Release Me For Fuck's Sake
I'm angry, my lovelies, super angry. For the past month or two, it doesn't seem like much has been going right in my life. Outrageous hospital bills, more doctor visits and late nights for Evie because we thought she had a UTI, coupled with a worthless piece of garbage pediatrician, have left me miserable.
My days are spent waiting on little people. My afternoons are met with demands from elementary kids. My nights are spent juggling dinner, clean up, and baths. Then there's bedtime, which is ALWAYS the biggest fucking pain in the ass. Yes, this is me bitching about my job. Because guess what? I'm a STAY AT HOME MOM and YES, that is, in fact, a fucking job. I also babysit. And yes, that's a fucking job too. If I have to listen to others bitch about their jobs, then damn it, I get to bitch too. I get to tell you that I am damn near the brink of crying. I am close to curling up into a ball and never leaving my bedroom. I am THIS close to punching a hole in the fucking wall.
I'm sick and tired of all the goddamn demands. I am angry that everyone else comes before me. I want a fucking day to myself. Get the kids away from me. No one talk to me. Don't ask me to do one goddamn chore around this fucking house, because I swear, I will just burn the mother down. Oh, you need a drink now that I finally sat down to eat, even though my food has long since gone cold? Well get the fuck up and get it yourself. I'm done. I'm tired. I'm bitter. I'm raging.
I want to focus on myself for 24 hours. No one else. Just me. If that makes me selfish, oh fucking well. Because guess what? I haven't had an entire 24 hours to myself in a year. Let that sink in. It has been ONE WHOLE FUCKING YEAR since I've been by myself. So yes, I think I'm entitled to my breakdown. I think it is just fine that every other word out of my mouth is fuck. Chill out, I'm not swearing in front of the kids. Although I would love to.

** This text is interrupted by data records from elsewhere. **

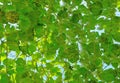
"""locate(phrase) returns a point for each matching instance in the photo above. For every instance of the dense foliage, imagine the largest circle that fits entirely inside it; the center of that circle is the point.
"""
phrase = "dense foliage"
(59, 41)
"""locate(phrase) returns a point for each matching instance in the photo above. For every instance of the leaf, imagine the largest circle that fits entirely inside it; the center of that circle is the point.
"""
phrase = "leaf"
(107, 75)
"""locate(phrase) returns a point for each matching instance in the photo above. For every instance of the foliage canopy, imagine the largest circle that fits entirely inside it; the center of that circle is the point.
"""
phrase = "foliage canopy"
(59, 41)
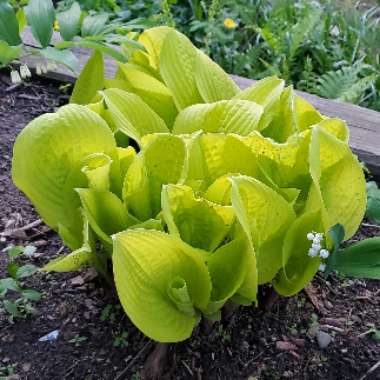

So please, get away from me. Let me leave the room without worrying that this kid is going to hurt that kid on accident or that something is going to be broken when I come back. Let me poop in piece. Yes, girls DO poop, and it would be nice to do it without little eyes staring at me then rooting through the bathroom cabinets. And yes, the child will ALWAYS find a razor or the most dangerous cleaning product I have and try to play with it. What the fuck? Can't a girl just poop? The answer is no. When you have kids, you will never poop in peace again. Unless they are napping. And good luck with that.
No. It isn't like this all the time. Mostly I am happy with staying home. I love these kids. But I don't think it's too much to ask for to have a major meltdown once a year. Right? Say I'm right or I might just punch you in the face.
That's my rant. I need a break. My brain is dying and is in desperate need of a recharge. Justine out.